The only people who use 20% of their brain are people claiming we do. Humans use 100% of their brains. Evolution doesn't leave large buffers like that.


I agree with your claim, but attributing that to evolution as an efficient optimizer is a bit strange. If you are building a brain with trial and error, there is bound to be lots of bits and pieces of it that are not operating optimally for the current organism, but are there because of the evolutionary path that was taken.


What parts should that be?

The brain has evolved over time. It has an amazing amount of elasticity with and a bunch of hardwired features. But other than that it's not filled with secret potential.


The brain not 'using' all of it all the time is a measure of power conservation, not of what could be if you lit it up all at once.


Only the "we only use 10%, 20% of our brain" thing is false, basically an urban legend.


There are people who use 100% of their brains, they're generally flopping around on the floor.


That's not true, for reasonable definition of "use".
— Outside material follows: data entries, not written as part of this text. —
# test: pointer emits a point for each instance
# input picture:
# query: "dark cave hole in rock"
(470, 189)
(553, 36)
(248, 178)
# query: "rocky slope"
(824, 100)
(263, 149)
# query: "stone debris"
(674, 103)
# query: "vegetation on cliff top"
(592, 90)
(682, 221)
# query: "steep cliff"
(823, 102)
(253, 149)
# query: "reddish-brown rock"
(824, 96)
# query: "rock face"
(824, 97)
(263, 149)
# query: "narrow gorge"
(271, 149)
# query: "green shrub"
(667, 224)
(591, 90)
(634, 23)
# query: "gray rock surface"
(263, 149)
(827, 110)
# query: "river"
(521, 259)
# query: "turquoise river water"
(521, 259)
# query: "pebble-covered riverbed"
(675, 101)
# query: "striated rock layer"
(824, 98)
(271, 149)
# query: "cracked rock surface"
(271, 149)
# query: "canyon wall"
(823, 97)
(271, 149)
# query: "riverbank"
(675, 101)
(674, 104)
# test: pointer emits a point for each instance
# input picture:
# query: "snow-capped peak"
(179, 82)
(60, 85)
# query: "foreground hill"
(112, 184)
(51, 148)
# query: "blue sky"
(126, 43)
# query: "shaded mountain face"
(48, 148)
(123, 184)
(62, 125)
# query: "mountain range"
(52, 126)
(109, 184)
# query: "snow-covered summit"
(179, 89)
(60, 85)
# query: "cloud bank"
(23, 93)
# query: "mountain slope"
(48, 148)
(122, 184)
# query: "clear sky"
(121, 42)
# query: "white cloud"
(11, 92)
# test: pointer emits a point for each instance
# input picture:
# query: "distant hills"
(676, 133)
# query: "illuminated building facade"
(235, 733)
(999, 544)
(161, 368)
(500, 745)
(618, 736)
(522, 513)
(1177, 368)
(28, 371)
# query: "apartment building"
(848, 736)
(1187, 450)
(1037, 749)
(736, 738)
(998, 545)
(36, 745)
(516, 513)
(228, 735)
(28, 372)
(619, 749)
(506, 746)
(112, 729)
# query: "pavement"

There is grain of truth on the "we only use 10 % of our brains" saying, that we don't usually use our whole brain at once. It is possible, but not very comfortable, the closest you can get would be something like solving differential equations in you head and driving a car at the same time, while singing and thinking about you wife.


Nor is the original. The whole fallacy stems from a misunderstanding of "use". Only 10% of brain regions are active at any given time, so they're "unused". Of course, activating ("using?") them all at once is something medically known as a seizure.

The same is true of circuits. If you're a pipeline stage in a multiplier inside an ALU, you're only "used" when a multiply instruction passes by. If only 10% of instructions in a given program are multiplies, you're 90% idle. That doesn't mean that the multiplier is a useless circuit.


I always tell people "its like saying you only use 20% of the boat to float".


Sorry, I should've been clear that I don't actually believe the myth. Only that the movie Limitless is about it.


Limitless was also a work of fiction, so it's OK.


Scientists claim that we only use 10% of our brains ... but I think that we only use 10% of our hearts.


> Scientists claim that we only use 10% of our brains ...

I've never seen a scientist make that actual claim. New-agers yes, eastern philosophers yes, comic books yes, scientists? Can't say I can remember any such instance.

> but I think that we only use 10% of our hearts.

The only way to only use 10% of your heart is to suffer from massive ischaemia, and that leads to death on pretty damn short order.


(It's a quote from Wedding Crashers)


(Which is why it's being downvoted.)


Sigh, yep, I figured (1) that would happen and (2) there would be a few lulz worth the karma.


Scientists do not make that claim.


Dr. Wedding Crasher once said that.


> Scientists claim that we only use 10% of our brains ... but I think that we only use 10% of our hearts.